# a fish out of water



## dignityinshambles (Apr 27, 2012)

Pretty new here to TAM - second post - searching for help.

Quick background....marriage has been slowly disintegrating for many years. I have been emotionally abusive acting out from a fear of abandonment and being way too emotionally dependent on her. She has built a wall of resentment as large and now as old as the China wall!

Been going to MC for about a month now. Was making a slight bit of progress, then, I took a step back and acted out big time. This really made me realize - time to clean up my side of the street. I need to back off from her, give her space, not sulk when she rejects me, try my best not to ask for her intimacy and opportunity to connect.

To do so, I am getting out of the house at night. Making my own plans and dating myself (have no other close friends - do not even remember how to make them).

This new approach is soooooo hard for me.

Any suggestions?


----------



## grenville (Sep 21, 2011)

dignityinshambles said:


> have no other close friends - do not even remember how to make them)

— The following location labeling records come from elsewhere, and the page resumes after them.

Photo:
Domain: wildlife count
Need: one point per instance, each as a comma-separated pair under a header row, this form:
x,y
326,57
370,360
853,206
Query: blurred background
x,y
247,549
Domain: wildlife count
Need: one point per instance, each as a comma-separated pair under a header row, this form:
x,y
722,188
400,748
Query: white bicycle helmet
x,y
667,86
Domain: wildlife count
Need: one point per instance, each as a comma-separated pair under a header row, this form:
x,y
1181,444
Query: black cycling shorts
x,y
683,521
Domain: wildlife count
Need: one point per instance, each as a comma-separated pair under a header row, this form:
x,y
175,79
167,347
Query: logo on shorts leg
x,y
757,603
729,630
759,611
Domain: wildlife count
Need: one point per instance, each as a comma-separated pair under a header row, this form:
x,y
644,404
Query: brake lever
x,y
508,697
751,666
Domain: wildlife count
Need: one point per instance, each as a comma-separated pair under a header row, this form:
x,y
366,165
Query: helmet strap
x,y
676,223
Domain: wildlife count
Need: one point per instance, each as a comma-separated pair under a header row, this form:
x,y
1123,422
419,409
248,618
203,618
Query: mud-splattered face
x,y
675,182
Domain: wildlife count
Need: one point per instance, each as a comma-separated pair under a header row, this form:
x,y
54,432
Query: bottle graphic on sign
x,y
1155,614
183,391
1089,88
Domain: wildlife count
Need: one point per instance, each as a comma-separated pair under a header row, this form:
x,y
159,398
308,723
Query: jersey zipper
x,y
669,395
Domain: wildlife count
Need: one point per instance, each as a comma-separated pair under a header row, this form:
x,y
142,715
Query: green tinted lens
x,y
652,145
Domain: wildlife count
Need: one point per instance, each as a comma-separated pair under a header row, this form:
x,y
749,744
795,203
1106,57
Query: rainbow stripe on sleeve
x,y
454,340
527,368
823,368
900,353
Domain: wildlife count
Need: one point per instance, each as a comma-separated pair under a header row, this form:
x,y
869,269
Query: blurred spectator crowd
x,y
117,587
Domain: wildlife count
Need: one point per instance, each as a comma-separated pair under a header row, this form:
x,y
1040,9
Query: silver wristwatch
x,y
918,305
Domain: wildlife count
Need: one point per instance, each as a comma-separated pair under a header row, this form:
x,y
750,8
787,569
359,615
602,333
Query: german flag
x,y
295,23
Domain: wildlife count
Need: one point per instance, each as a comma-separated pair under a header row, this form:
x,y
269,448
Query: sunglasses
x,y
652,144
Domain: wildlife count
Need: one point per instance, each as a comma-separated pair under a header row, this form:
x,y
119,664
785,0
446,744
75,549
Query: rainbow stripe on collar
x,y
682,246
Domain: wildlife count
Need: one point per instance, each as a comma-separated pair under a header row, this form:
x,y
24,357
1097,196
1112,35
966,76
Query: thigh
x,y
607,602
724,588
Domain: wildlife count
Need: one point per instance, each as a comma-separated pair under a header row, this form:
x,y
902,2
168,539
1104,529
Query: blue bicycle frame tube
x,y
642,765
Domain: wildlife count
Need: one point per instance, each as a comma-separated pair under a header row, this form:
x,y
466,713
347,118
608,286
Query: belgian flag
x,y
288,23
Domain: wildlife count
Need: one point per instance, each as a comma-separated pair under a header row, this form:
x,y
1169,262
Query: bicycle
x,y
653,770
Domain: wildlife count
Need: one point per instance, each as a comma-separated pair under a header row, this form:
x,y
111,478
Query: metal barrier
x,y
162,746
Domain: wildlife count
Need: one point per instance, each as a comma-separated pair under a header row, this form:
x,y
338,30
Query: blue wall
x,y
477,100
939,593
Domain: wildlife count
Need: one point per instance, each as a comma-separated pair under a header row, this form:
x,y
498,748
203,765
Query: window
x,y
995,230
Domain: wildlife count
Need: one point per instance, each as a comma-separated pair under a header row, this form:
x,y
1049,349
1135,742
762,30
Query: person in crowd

Fix that first. Depending on where you live (urban or rural), there's different approaches. For urban, I'd suggest meetup.com - it's a great way of meeting people with similar interests in a non-threatening social setting. For rural, you need to look to established clubs and societies etc: amateur dramatics is always a good one as there's something for everyone (e.g. back stage stuff if you're not into performing).


----------



## Toffer (Jan 31, 2012)

But stay out of the bars and the club scenes!


----------